By Xiao Zhou ( China Daily ) Updated: 2008-04-30 11:05:19

At 7 am in an old house, we are trying to keep a conversation going with granny. We get up too early and are not quite ourselves. Granny offers us boiled corns and a cigarette to the only young man among us.

The name of the game is money, all the way

As she puffs contentedly, she brings out a photo album. "This is XXX, do you know him? He's a star. They were down here shooting a film. He was really sweet and called me 'granny' all day."

We thumb through the album with renewed interest. But the big brother - the granny's son - hurries in and with a serious look commands: "Quiet!" Then he draws back the curtains and peeks out.

All of us duck for cover - behind the door, the curtains, and under the table. Only granny doesn't panic. She looks at her son meaningfully. He gets the message and marches out. A few minutes later, he is back smiling: "It's all clear! The guards have gone."

This was one act in a new drama that I starred in. The cast: Granny and Big Brother (played by a local mother and her son), six heroes (played by me and five white-collar friends, trying to be frugal against those out to monopolize the tourist market).

The story took place last National Holiday. My friends and I visited Xitang near Shanghai. There were simply too many tourists. So we turned to Wuzhen (Dark Town), another old town featuring ancient buildings with white walls, black tiles and wooden carved doors and windows along narrow rivers.

We heard that the town has been turned into a park, and the entrance fee was 60 yuan ($8.30). We arrived at dusk and there were barely any lights in the Dark Town. But the guards said we had to buy tickets before we could find a lodge inside.

In the deepening darkness, a torch came nearer. A man asked if we were looking for a place to spend the night. We followed him into a residential area outside the town. On the second floor, we found ourselves in a two-bedroom apartment. One of the bedrooms had a wedding photo on the wall.

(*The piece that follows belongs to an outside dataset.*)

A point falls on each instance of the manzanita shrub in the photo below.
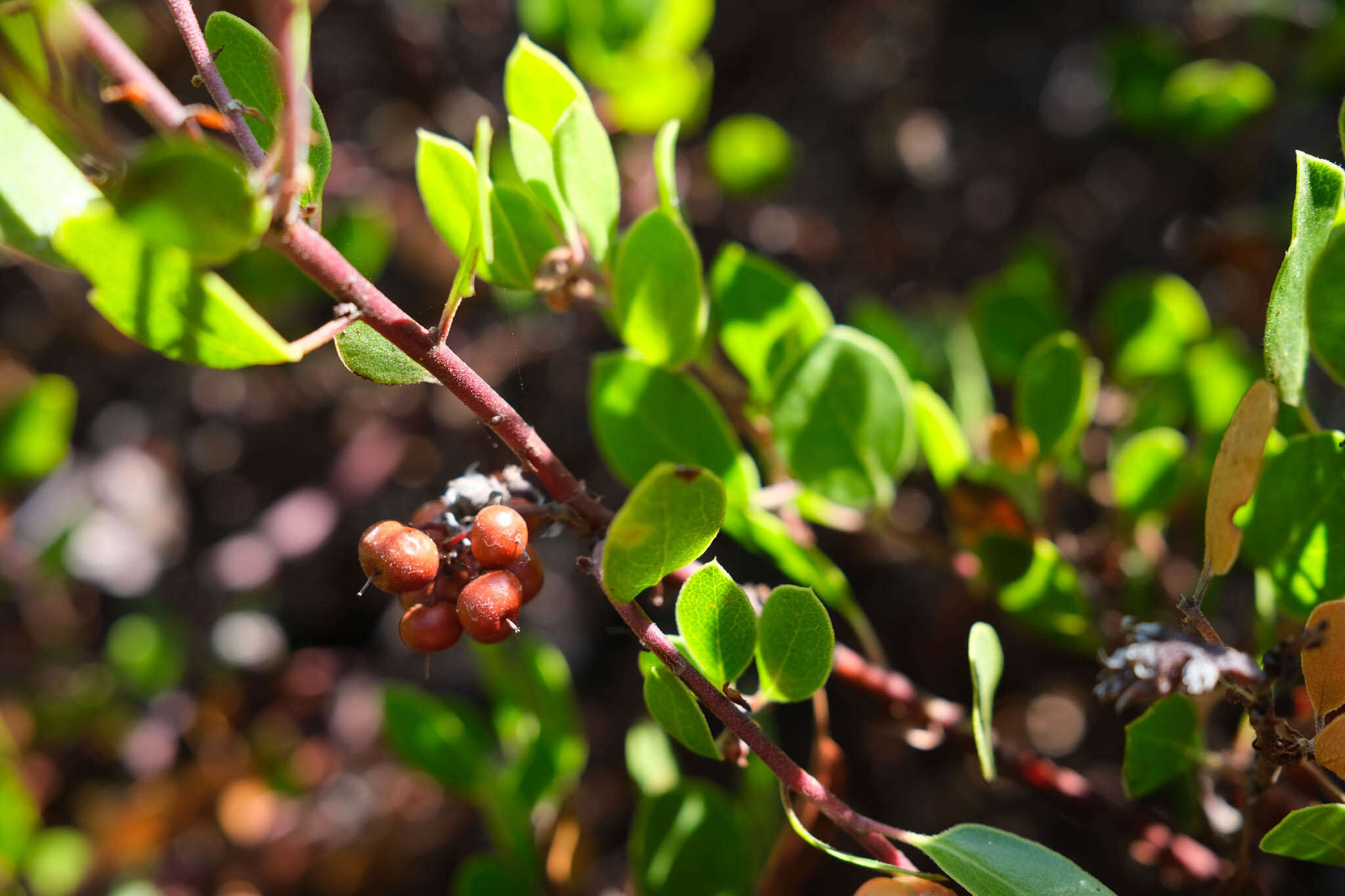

The young couple had moved to their small restaurant downstairs and rented the apartment to tourists. During dinner, the restaurateur/landlord told us that the park was open for tourists from 8 am to 5 pm, which was long enough for most tourists who managed to reach every corner of the town in a few hours.

The man said he could "smuggle" us into the town before 6 am. We could hide in his mother's house until most tourists show up after 8 am. Then the guards of the tourist company wouldn't know if we had bought the tickets.

The next morning, after the guards passed by and the alarm went off, we heaved a sigh of relief. Granny complained that the tourist company didn't allow local residents to sell even one corn by themselves.

When we were ready to leave, she said: "It's 10 yuan ($1.40) for bringing each of you into the town, and 2 yuan ($0.30) for a corn - in total, 72 yuan ($10)."

Not a bad deal but, what else can we expect from this commercialized world?